With a little flexibility and innovative thinking, The Arts Station made a successful switch to alternative virtual programming in light of COVID-19 related restrictions. According to Louise Ferguson, executive director of The Arts Station, despite the short notice of program adjustments, instructors are happily surprised with the number of participants joining courses and classes.

One adjustment The Arts Station made is to host their open studio over Zoom on Wednesday nights from 7 p.m. to 9 p.m. Organized as a way to creatively connect while in self isolation, the weekly meeting offers artists both the opportunity to share their latest projects, as well as the chance to gain inspiration from one another. Select participants even have virtual gallery shows on The Arts Station website, wherein each piece is available both for viewing and purchase.

Throughout the month, Brina Schenk will also be hosting $20 drop in art workshops for school aged children, called Drawing with Brina.
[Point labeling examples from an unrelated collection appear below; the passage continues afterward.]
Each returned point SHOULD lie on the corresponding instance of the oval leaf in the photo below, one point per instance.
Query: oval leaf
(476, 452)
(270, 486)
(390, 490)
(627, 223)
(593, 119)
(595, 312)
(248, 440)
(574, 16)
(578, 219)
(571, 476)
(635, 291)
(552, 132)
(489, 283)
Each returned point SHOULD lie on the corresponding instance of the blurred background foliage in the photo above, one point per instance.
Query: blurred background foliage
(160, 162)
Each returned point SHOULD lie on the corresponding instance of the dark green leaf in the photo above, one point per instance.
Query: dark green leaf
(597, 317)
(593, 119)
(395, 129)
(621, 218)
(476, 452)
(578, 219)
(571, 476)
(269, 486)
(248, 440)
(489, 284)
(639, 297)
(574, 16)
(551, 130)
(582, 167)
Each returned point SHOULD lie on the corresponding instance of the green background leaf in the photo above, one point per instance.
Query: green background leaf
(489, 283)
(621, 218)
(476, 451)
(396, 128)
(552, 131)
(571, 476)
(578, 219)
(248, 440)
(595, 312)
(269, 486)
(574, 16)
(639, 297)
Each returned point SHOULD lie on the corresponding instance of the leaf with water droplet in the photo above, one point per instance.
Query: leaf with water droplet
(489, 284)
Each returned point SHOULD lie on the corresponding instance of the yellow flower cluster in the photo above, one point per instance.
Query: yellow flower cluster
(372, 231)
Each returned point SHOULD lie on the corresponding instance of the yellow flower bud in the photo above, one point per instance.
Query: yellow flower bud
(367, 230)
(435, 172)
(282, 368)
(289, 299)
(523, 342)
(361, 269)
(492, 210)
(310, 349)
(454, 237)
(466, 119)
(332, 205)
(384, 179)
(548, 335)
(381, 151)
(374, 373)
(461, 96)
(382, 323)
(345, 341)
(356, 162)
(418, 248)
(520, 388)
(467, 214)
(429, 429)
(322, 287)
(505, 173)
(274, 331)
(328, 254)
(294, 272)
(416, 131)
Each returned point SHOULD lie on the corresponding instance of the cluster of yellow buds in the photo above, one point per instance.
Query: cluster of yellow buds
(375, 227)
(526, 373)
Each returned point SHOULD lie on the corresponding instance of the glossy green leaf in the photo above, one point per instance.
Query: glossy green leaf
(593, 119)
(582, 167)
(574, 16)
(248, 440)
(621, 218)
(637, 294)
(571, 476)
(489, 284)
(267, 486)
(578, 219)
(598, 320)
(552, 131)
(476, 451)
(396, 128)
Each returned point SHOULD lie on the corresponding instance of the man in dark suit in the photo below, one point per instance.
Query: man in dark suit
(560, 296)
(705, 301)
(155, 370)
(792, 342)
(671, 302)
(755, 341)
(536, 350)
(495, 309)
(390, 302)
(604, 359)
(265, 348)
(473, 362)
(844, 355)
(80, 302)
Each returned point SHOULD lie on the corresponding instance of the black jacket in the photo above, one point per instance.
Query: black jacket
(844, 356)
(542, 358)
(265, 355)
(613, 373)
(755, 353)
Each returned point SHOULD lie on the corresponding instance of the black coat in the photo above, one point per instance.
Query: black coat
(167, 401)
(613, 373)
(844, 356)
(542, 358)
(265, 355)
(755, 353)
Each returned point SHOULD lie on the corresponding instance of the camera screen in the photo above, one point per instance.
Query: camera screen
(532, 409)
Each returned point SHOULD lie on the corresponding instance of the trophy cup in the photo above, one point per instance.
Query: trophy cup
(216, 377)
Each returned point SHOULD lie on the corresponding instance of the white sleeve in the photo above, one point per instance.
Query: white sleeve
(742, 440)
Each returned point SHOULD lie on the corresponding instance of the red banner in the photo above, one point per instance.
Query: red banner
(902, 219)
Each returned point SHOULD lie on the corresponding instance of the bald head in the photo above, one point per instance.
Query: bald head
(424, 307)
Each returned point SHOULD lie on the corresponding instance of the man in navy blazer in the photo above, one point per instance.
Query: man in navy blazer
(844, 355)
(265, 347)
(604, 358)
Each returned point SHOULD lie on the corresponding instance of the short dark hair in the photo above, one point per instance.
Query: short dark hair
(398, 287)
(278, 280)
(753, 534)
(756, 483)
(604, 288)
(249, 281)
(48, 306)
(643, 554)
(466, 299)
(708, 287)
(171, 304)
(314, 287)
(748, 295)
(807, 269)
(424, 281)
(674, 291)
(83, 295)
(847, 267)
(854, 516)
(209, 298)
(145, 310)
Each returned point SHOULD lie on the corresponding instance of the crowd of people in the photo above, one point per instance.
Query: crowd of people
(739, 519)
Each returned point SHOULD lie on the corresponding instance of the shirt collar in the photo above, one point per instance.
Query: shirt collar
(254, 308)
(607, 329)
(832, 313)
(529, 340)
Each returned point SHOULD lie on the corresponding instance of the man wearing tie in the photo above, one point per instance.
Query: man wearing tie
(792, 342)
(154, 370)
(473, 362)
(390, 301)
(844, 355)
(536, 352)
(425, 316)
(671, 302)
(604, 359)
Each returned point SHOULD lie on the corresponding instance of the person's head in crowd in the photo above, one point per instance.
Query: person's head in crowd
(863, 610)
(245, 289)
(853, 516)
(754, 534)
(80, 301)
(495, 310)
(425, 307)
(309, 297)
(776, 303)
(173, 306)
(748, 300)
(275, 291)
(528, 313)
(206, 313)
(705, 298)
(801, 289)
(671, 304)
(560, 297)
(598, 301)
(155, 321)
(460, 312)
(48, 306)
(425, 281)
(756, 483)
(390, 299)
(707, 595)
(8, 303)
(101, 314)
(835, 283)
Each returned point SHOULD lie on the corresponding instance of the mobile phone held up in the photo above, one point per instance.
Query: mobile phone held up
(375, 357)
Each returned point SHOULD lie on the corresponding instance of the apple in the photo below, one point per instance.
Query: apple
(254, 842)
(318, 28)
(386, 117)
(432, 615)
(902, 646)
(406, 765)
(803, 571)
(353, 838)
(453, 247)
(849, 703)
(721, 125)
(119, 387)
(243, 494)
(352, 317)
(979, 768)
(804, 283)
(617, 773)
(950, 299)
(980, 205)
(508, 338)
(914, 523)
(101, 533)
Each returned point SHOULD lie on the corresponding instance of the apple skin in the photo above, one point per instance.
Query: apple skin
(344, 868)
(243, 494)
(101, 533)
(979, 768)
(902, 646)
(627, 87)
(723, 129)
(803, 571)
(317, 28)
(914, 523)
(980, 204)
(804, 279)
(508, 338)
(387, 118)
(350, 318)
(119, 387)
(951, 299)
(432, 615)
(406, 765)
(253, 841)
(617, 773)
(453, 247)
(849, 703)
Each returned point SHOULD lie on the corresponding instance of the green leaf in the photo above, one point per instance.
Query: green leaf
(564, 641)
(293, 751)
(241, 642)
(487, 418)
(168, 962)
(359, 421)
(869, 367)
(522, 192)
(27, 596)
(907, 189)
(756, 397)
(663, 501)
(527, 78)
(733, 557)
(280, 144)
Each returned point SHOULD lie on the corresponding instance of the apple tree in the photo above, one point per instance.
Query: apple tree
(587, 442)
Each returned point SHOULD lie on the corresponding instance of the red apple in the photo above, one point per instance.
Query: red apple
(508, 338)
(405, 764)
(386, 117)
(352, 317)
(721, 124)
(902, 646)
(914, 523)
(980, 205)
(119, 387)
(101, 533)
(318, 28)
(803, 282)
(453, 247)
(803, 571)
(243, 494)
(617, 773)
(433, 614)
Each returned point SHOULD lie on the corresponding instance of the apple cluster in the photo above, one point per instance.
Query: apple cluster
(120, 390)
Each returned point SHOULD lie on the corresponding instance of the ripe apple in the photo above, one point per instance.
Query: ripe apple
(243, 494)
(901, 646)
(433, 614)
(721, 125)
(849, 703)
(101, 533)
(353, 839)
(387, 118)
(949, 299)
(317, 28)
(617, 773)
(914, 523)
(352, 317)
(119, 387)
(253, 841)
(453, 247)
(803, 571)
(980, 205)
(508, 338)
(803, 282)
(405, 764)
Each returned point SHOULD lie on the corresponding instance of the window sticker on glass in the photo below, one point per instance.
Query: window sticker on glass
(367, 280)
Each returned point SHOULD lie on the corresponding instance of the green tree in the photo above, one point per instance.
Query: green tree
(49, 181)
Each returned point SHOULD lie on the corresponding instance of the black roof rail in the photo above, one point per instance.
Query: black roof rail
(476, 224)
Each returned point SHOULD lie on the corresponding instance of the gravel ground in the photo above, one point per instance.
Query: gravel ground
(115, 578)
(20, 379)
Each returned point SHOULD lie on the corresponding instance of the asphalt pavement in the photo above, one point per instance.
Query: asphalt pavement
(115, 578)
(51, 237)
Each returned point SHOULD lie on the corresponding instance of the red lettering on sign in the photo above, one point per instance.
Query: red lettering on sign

Presented through Zoom on Thursdays from 2 p.m. to 3 p.m., the course is targeted towards teaching kids to draw using supplies available at home. Going over drawing techniques, Schenk employs a whimsical storytelling approach that is both enjoyable and appealing in order to engage children. The course will kick off with four weeks of fun, after which more classes may be scheduled depending on interest and the COVID-19 situation.

At this time, The Arts Station will also be holding hour long webinars geared towards clarifying the administrative side of the arts. The classes, called Virtual Professional Development for Artists, are created for artists seeking to further develop as professionals in the industry. Topics covered include calls for entry, standard and professional practices, and self promotion.

The idea for these classes struck after The Arts Station updated their gallery policy and procedure, realizing artists did not have the training nor experience needed to apply for their offerings. As a result, they decided to run the classes once a year, ahead of The Arts Station gallery’s call for entry opening in the spring.

“It is normally a one day workshop but we adapted it to a virtual format with four one hour sessions via Zoom. It is free to attend, you just need to register. Each week a different topic is covered, so you can attend all of the sessions or dip into the one that you wish to have more help with,” said Ferguson. “For the week of April 10, we will talk about some basic marketing approaches: social media, websites. etc. Last week, we talked about being gallery ready, which includes the presentation of your work, having written information prepared, pricing, and more. Anyone is welcome to join, but it would be most beneficial to emerging artists who are looking to develop their career and take the next steps.”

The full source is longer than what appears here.